Sunday, March 16, 2008

induldge in self-care


On March 10th, my grandmother joined her Creator. My father said it was a beautiful death... she was at home, surrounded by family. Needless to say, it was still difficult for the loved ones she left behind, even though we know that she is now at peace and no longer suffering in a physical body that was failing.

I took two days off work, to give myself time to just sit, meditate, cry, or do nothing. Typically the "doing nothing" part is hard for me to do. Not surprisingly I also got into stress-cooking mode, which fed my soul (and my friends and coworkers).

One of the best pieces of advice I heard during this time was from a dear friend of mine who said, "Just stay home and hug yourself."

It's amazing how something that sounds fairly simple can just be exactly what you need. It wasn't rocket science, but it made perfect sense.

Everyday we are bound by commitments... to family, work, school, friends. Not that this is a bad thing. But some days we just really need to indulge in "me-time"... without feeling guilty. Sometimes this modern work ethic gets in the way, and "me-time" sounds a little selfish... but then I thought, if doing self-care can make me a better person, then why not?

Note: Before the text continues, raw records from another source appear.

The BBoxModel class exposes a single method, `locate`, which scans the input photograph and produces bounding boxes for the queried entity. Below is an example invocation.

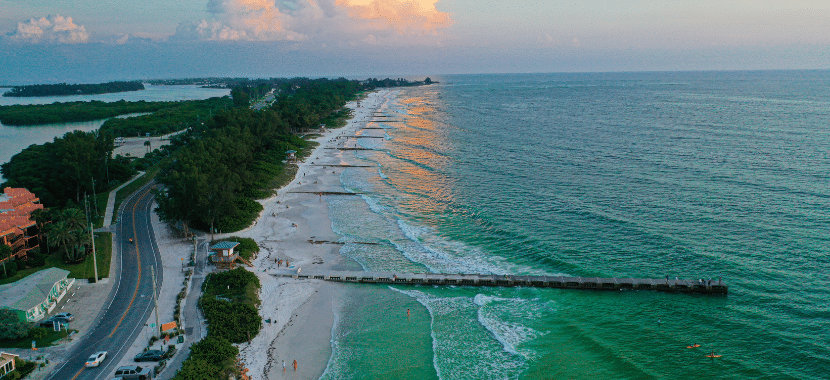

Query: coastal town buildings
[0,352,18,376]
[0,187,43,262]
[0,267,75,322]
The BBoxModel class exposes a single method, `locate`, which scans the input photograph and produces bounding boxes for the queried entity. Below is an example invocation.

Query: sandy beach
[206,89,397,380]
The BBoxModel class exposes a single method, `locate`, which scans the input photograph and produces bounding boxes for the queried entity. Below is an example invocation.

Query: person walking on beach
[293,359,298,371]
[282,360,286,372]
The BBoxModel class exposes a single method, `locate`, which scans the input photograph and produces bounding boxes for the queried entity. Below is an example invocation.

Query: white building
[0,268,75,322]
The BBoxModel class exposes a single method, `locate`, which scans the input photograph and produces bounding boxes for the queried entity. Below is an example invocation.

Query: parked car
[85,351,107,367]
[53,312,74,321]
[113,365,152,380]
[133,350,165,362]
[38,317,68,328]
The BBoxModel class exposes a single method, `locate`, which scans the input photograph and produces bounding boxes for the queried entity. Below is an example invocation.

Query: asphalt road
[48,182,163,380]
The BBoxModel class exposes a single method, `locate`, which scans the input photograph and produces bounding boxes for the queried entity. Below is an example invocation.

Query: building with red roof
[0,187,43,261]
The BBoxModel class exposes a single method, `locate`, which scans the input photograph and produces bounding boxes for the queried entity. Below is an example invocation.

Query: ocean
[320,72,830,379]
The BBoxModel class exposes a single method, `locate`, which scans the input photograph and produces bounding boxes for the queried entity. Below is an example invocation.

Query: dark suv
[113,365,153,379]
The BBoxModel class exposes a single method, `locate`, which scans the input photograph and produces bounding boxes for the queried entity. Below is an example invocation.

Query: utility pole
[90,223,98,283]
[91,178,99,217]
[151,266,160,337]
[83,193,91,227]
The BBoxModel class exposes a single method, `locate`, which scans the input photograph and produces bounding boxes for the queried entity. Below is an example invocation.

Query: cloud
[174,0,452,43]
[336,0,452,34]
[7,15,89,44]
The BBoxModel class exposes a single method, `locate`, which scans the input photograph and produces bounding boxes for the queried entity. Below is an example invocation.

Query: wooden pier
[270,270,728,295]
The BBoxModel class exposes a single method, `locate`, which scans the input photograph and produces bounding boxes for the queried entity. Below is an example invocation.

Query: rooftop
[0,268,70,311]
[210,241,240,250]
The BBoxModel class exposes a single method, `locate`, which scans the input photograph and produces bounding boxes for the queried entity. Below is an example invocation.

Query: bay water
[0,85,229,182]
[321,72,830,379]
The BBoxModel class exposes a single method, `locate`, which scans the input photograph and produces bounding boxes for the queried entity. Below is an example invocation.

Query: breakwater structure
[269,270,728,295]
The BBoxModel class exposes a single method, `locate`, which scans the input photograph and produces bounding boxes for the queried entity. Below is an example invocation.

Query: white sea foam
[392,287,533,379]
[473,294,546,359]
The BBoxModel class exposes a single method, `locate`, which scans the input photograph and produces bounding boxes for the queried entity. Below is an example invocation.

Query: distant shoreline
[2,81,145,98]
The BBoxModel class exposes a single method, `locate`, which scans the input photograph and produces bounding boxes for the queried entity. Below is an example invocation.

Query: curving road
[48,181,163,380]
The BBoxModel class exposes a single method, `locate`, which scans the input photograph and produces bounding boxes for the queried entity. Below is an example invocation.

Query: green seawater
[324,72,830,379]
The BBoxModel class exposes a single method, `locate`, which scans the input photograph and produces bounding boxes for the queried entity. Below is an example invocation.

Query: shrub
[28,327,48,339]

I actually took the "hug yourself" advice a bit further and got an hour-long massage (Thanks Elizabeth!). What a great way to spend a Friday evening and end the work-week. For the first time all week, I slept like a baby.

I started to make a mental list of "me-time" and/or equivalents of "hugging myself"... and for once I tried not to list things that involve any chocolate.

- sit in silence and practice pranayama (breathing exercises) or meditation, even for at least 10 minutes
- practice some yin yoga
- bring back my tea ritual (using a teapot, little Asian teacups, and loose tea leaves from this place ... the works) and do nothing else for at least 5 minutes while enjoying my tea
- soak in the bath with my detoxifying bath salts and calming lavender essential oil
- maybe, just maybe, get another massage (I fear that this will be quite addicting... and a pretty pricey addiction to support)

I hear my tea kettle whistling.... water's ready!